Retroactive conformances + dynamic downcast => type unsoundness

<type system nerd alert>
Soundness issue with dynamic downcasts · Issue #75824 · swiftlang/swift · GitHub demonstrates a type soundness problem we discovered while thinking about scoped conformances in Hylo. Because Swift allows different modules to declare conflicting conformances and you can declare a stored property of associated type, it's possible for SomeModule.A<Int> to have entirely different layouts in different contexts. When instances created in those different contexts come together, disaster ensues.

Curiously, I wasn't able to find a problematic example that didn't involve some dynamic downcasts—all attempts to do so would fail to link. To better understand what's going on and what might be needed to close a hole like this one, I'd like to discover whether such an example exists. So, I'm offering 1000 kudos to anyone who can show me that example or who can explain why that example can't exist, and my general thanks for any insight you can add to the picture.
</type system nerd alert>

Thanks all!

-Dave

5 Likes

I believe the place that's supposed to catch this is the downcast: A<Int where Int: P via M1> and A<Int where Int: P via M2> are intended to be distinct types, even though that's not visible in the user-visible syntax.

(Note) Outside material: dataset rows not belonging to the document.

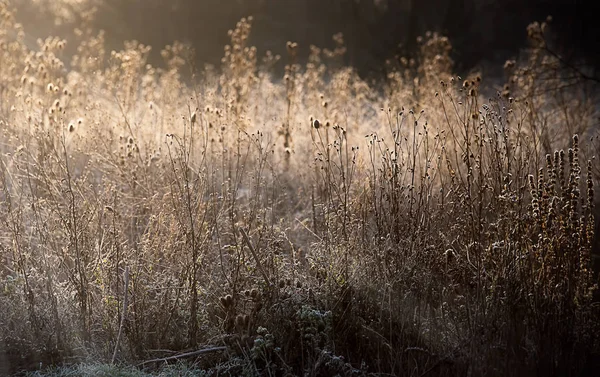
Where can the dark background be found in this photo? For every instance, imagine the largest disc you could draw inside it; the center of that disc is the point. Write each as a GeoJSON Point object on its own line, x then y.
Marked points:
{"type": "Point", "coordinates": [374, 30]}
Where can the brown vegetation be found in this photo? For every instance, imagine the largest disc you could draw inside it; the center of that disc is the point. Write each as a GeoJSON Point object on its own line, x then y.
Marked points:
{"type": "Point", "coordinates": [308, 225]}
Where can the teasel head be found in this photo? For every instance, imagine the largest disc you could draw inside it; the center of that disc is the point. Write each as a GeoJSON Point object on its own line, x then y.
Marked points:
{"type": "Point", "coordinates": [551, 215]}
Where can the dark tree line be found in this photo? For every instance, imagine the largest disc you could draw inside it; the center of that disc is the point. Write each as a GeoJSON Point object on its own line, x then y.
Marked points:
{"type": "Point", "coordinates": [374, 30]}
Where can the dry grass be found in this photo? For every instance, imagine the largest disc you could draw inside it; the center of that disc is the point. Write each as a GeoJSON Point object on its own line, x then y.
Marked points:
{"type": "Point", "coordinates": [310, 224]}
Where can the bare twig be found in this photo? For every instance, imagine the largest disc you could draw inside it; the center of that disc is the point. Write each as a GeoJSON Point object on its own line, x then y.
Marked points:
{"type": "Point", "coordinates": [182, 355]}
{"type": "Point", "coordinates": [258, 264]}
{"type": "Point", "coordinates": [123, 314]}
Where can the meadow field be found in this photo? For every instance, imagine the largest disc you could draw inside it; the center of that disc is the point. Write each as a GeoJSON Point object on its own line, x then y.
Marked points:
{"type": "Point", "coordinates": [178, 219]}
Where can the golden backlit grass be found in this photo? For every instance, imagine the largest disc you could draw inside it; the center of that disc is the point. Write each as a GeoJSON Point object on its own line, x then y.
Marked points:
{"type": "Point", "coordinates": [310, 224]}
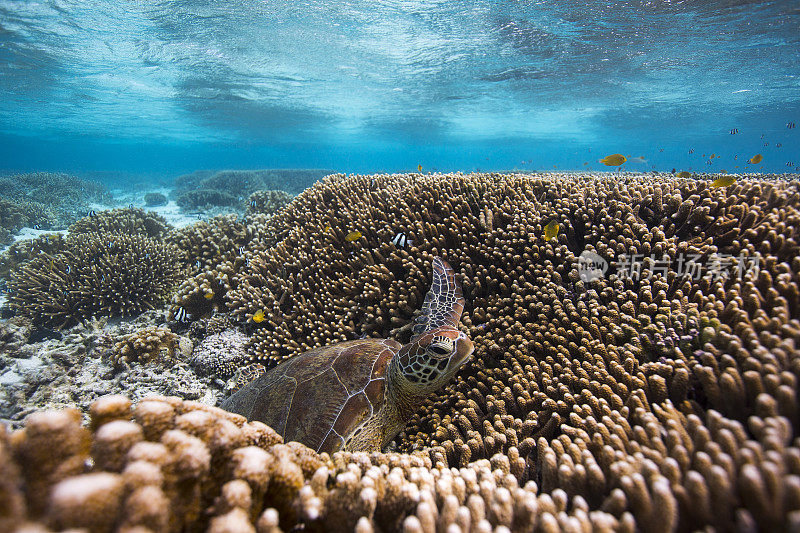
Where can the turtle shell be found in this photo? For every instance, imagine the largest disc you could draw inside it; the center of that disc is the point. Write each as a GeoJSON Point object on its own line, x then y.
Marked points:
{"type": "Point", "coordinates": [321, 396]}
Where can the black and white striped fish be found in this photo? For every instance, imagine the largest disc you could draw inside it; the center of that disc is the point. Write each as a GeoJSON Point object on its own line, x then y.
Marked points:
{"type": "Point", "coordinates": [401, 240]}
{"type": "Point", "coordinates": [181, 315]}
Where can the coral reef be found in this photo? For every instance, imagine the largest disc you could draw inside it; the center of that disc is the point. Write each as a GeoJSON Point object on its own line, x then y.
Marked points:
{"type": "Point", "coordinates": [204, 199]}
{"type": "Point", "coordinates": [657, 395]}
{"type": "Point", "coordinates": [210, 242]}
{"type": "Point", "coordinates": [623, 390]}
{"type": "Point", "coordinates": [166, 464]}
{"type": "Point", "coordinates": [94, 274]}
{"type": "Point", "coordinates": [150, 345]}
{"type": "Point", "coordinates": [24, 250]}
{"type": "Point", "coordinates": [242, 183]}
{"type": "Point", "coordinates": [14, 215]}
{"type": "Point", "coordinates": [267, 202]}
{"type": "Point", "coordinates": [220, 354]}
{"type": "Point", "coordinates": [126, 221]}
{"type": "Point", "coordinates": [154, 199]}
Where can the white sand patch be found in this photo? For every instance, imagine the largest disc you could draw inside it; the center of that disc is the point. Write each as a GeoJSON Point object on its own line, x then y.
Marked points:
{"type": "Point", "coordinates": [31, 233]}
{"type": "Point", "coordinates": [170, 211]}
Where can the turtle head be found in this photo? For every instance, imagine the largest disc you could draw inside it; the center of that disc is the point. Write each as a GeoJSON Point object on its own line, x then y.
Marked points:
{"type": "Point", "coordinates": [430, 360]}
{"type": "Point", "coordinates": [438, 349]}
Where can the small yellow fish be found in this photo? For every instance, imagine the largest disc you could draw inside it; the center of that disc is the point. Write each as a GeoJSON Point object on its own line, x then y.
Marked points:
{"type": "Point", "coordinates": [551, 230]}
{"type": "Point", "coordinates": [723, 181]}
{"type": "Point", "coordinates": [613, 160]}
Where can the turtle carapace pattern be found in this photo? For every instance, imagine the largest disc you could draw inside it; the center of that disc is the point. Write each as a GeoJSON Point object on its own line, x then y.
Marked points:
{"type": "Point", "coordinates": [358, 395]}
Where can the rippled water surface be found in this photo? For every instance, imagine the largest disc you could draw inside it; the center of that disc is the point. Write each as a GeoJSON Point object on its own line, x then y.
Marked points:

You can see this in the expanded mangled names for makeA in each module if you try to return the concrete A<Int> instead of Any:

% xcrun swift-demangle -expand s2M15makeA2M01AVyS2iAC1PAAyHCg_GyF
Demangling for $s2M15makeA2M01AVyS2iAC1PAAyHCg_GyF
kind=Global
  kind=Function
    kind=Module, text="M1"
    kind=Identifier, text="makeA"
    kind=Type
      kind=FunctionType
        kind=ArgumentTuple
          kind=Type
            kind=Tuple
        kind=ReturnType
          kind=Type
            kind=BoundGenericStructure
              kind=Type
                kind=Structure
                  kind=Module, text="M0"
                  kind=Identifier, text="A"
              kind=TypeList
                kind=Type
                  kind=Structure
                    kind=Module, text="Swift"
                    kind=Identifier, text="Int"
              kind=TypeList
                kind=RetroactiveConformance
                  kind=Number, index=0
                  kind=ConcreteProtocolConformance
                    kind=Type
                      kind=Structure
                        kind=Module, text="Swift"
                        kind=Identifier, text="Int"
                    kind=ProtocolConformanceRefInOtherModule
                      kind=Type
                        kind=Protocol
                          kind=Module, text="M0"
                          kind=Identifier, text="P"
                      kind=Module, text="M1"
                    kind=AnyProtocolConformanceList
$s2M15makeA2M01AVyS2iAC1PAAyHCg_GyF ---> M1.makeA() -> M0.A<Swift.Int>
% xcrun swift-demangle -expand s2M25makeA2M01AVyS2iAC1PAAyHCg_GyF
Demangling for $s2M25makeA2M01AVyS2iAC1PAAyHCg_GyF
kind=Global
  kind=Function
    kind=Module, text="M2"
    kind=Identifier, text="makeA"
    kind=Type
      kind=FunctionType
        kind=ArgumentTuple
          kind=Type
            kind=Tuple
        kind=ReturnType
          kind=Type
            kind=BoundGenericStructure
              kind=Type
                kind=Structure
                  kind=Module, text="M0"
                  kind=Identifier, text="A"
              kind=TypeList
                kind=Type
                  kind=Structure
                    kind=Module, text="Swift"
                    kind=Identifier, text="Int"
              kind=TypeList
                kind=RetroactiveConformance
                  kind=Number, index=0
                  kind=ConcreteProtocolConformance
                    kind=Type
                      kind=Structure
                        kind=Module, text="Swift"
                        kind=Identifier, text="Int"
                    kind=ProtocolConformanceRefInOtherModule
                      kind=Type
                        kind=Protocol
                          kind=Module, text="M0"
                          kind=Identifier, text="P"
                      kind=Module, text="M2"
                    kind=AnyProtocolConformanceList
$s2M25makeA2M01AVyS2iAC1PAAyHCg_GyF ---> M2.makeA() -> M0.A<Swift.Int>

(specifically, notice the ProtocolConformanceRefInOtherModule a few lines from the end in each expansion)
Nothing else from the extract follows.